Plus, you may spend inordinate (and unprofitable) amounts of time trying to service them.
Step Two: “Profile” your potential clients. A client that fits your target market won’t necessarily fit your ideal client’s profile, which should include more detailed pre-screening criteria for clients. For example, after I got burned too often by business clients (my target market), I established a new policy: I get money upfront. Anyone who balks doesn’t fit my profile.
I found that companies that wouldn’t pay me upfront usually wouldn’t pay me on the back end, either. Since I established this policy, my delinquency rates have dropped to virtually nil. That’s made my other clients happy, too–I have more time to devote to them, instead of chasing down receivables.
Step Three: Make your payment terms clear. Yes, get it in writing. Your client will have a harder time wiggling out of paying if you put your terms in black and white. Nothing smells more like easy prey to a deft deadbeat than an entrepreneur who waffles about her charges. It’s also a sign that she may be a pushover when it comes to handling collections. Don’t let that be you.
Speaking of collections, you will save substantial time and money proving your case if you base it on a written contract and not on a “he said/she said” handshake.
Step Four: Take hostages. It’s hard to put the “squeeze” on a client once you’ve done the work, rendered the service or delivered the product. So hold back until you follow through on the consequences. It may sound unsavory, but in many industries, “hostage-taking” is perfectly acceptable, as long as the client knows in advance–another good reason for the written contract.

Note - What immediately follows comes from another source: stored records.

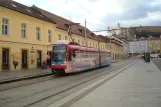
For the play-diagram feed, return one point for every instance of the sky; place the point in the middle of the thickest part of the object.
(101, 14)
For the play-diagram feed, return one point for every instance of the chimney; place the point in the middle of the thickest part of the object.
(108, 28)
(118, 25)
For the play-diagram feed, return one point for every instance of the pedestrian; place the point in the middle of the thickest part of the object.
(48, 62)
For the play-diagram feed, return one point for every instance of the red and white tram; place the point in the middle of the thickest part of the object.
(67, 58)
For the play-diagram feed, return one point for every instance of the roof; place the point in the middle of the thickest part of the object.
(102, 38)
(10, 4)
(63, 24)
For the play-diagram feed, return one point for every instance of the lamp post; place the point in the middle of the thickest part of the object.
(70, 30)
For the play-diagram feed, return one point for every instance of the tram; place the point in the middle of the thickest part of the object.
(68, 58)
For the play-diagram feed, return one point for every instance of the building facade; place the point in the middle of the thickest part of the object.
(26, 34)
(138, 46)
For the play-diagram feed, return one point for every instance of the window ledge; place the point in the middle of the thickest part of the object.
(5, 34)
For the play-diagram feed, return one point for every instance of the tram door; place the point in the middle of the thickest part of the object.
(5, 58)
(24, 58)
(39, 59)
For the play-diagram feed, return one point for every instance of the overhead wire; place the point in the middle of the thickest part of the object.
(90, 13)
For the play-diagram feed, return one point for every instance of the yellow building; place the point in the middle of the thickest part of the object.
(24, 36)
(26, 33)
(154, 45)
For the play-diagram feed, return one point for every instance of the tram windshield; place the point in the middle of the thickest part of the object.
(59, 54)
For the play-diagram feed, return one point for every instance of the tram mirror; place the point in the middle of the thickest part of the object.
(70, 56)
(74, 54)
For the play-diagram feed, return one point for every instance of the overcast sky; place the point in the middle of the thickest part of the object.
(110, 12)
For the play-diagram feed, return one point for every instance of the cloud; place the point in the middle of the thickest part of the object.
(110, 12)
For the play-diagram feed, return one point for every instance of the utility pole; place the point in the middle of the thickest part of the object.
(85, 33)
(160, 43)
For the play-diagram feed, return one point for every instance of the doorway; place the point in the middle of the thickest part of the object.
(39, 59)
(24, 58)
(5, 58)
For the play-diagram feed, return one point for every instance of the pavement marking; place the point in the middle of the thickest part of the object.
(66, 100)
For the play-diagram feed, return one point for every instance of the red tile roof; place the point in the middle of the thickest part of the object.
(63, 23)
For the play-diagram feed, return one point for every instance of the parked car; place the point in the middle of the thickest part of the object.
(159, 56)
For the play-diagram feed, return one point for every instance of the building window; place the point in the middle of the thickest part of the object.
(38, 33)
(5, 26)
(86, 43)
(59, 37)
(23, 30)
(82, 43)
(49, 35)
(66, 38)
(73, 40)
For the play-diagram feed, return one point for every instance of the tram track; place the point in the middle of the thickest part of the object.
(20, 82)
(49, 90)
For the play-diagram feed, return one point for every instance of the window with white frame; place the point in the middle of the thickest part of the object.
(23, 30)
(38, 33)
(86, 43)
(5, 26)
(66, 38)
(49, 35)
(59, 37)
(82, 43)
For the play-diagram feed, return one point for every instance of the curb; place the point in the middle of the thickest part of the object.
(24, 78)
(29, 77)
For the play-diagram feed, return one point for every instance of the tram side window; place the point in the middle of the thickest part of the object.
(70, 56)
(74, 53)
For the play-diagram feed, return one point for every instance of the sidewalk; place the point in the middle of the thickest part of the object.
(12, 75)
(137, 86)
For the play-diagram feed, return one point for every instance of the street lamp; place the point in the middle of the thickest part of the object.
(70, 29)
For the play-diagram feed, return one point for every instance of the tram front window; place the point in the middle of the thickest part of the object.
(59, 54)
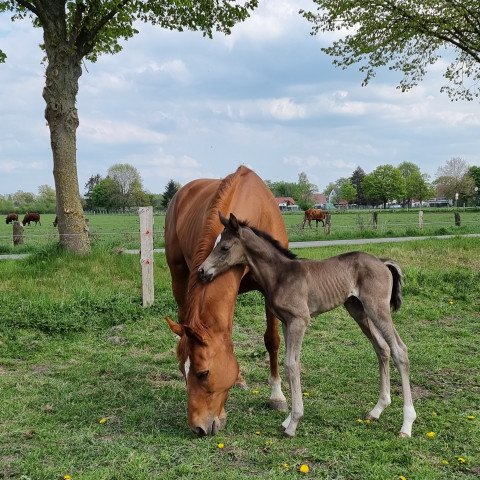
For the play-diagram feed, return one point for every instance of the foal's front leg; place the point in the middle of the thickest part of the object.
(294, 330)
(272, 343)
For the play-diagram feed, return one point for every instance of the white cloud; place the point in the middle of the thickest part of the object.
(313, 161)
(114, 132)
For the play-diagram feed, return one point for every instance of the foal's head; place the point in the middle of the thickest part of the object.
(228, 251)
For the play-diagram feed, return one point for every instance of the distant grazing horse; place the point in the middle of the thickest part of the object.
(205, 310)
(314, 214)
(31, 217)
(297, 290)
(11, 217)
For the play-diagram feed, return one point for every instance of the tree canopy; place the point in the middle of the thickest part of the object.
(406, 36)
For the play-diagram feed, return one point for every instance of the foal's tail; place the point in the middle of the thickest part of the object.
(396, 271)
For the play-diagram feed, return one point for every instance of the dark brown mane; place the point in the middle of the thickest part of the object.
(275, 243)
(196, 289)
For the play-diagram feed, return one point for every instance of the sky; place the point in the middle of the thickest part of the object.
(180, 106)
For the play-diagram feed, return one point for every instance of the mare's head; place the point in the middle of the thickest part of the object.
(210, 369)
(228, 251)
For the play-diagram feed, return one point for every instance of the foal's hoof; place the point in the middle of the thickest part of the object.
(280, 405)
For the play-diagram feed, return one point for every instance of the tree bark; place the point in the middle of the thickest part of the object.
(60, 92)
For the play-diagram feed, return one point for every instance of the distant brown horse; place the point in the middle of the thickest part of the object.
(296, 290)
(11, 217)
(205, 311)
(314, 214)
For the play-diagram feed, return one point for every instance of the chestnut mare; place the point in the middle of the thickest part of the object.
(205, 311)
(297, 290)
(314, 214)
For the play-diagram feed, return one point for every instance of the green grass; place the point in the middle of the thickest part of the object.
(76, 346)
(122, 231)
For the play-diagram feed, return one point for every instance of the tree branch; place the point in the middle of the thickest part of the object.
(28, 6)
(86, 38)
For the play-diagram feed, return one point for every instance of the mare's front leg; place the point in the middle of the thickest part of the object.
(294, 330)
(272, 344)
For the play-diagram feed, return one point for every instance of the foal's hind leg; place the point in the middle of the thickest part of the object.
(272, 343)
(380, 316)
(356, 310)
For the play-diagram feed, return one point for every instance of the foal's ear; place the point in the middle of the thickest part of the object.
(176, 328)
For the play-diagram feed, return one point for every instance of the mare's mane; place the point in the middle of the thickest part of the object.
(275, 243)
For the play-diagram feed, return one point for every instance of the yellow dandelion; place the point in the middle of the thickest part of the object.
(304, 468)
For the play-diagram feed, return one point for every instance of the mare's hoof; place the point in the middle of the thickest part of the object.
(280, 405)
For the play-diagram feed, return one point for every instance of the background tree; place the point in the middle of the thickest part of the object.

The principle works like this: “When you pay me in full, I’ll turn over _______ [whatever it is you provide].” No payment, no product. That’s why emergency plumbers can mint money: They have what you need at the moment you really, really need it, and they’re not leaving until you pay them. Once you hand over your product, you lose leverage. You are no longer essential because you no longer have something the client needs. If you’re not essential, the urgency to pay you drops.
Step Five: Add a one-two punch. If you can’t add urgency to the pressure to pay you, you can add pain. No, not “cement shoes” or broken kneecaps like something out of The Sopranos–legal pain using late fees, interest charges or attorneys’ fees that you can easily add to your client contract (do you sense the theme here?).
Let your clients know that delinquency has its downside. This gives you a better chance at whole compensation–for the amount you are owed, the lost-time value of the money and the costs of collection. And if you don’t have these terms in writing, many courts won’t grant them to you.
Follow these five steps, and you’ll be well on your way to disposing of delinquents and deadbeats.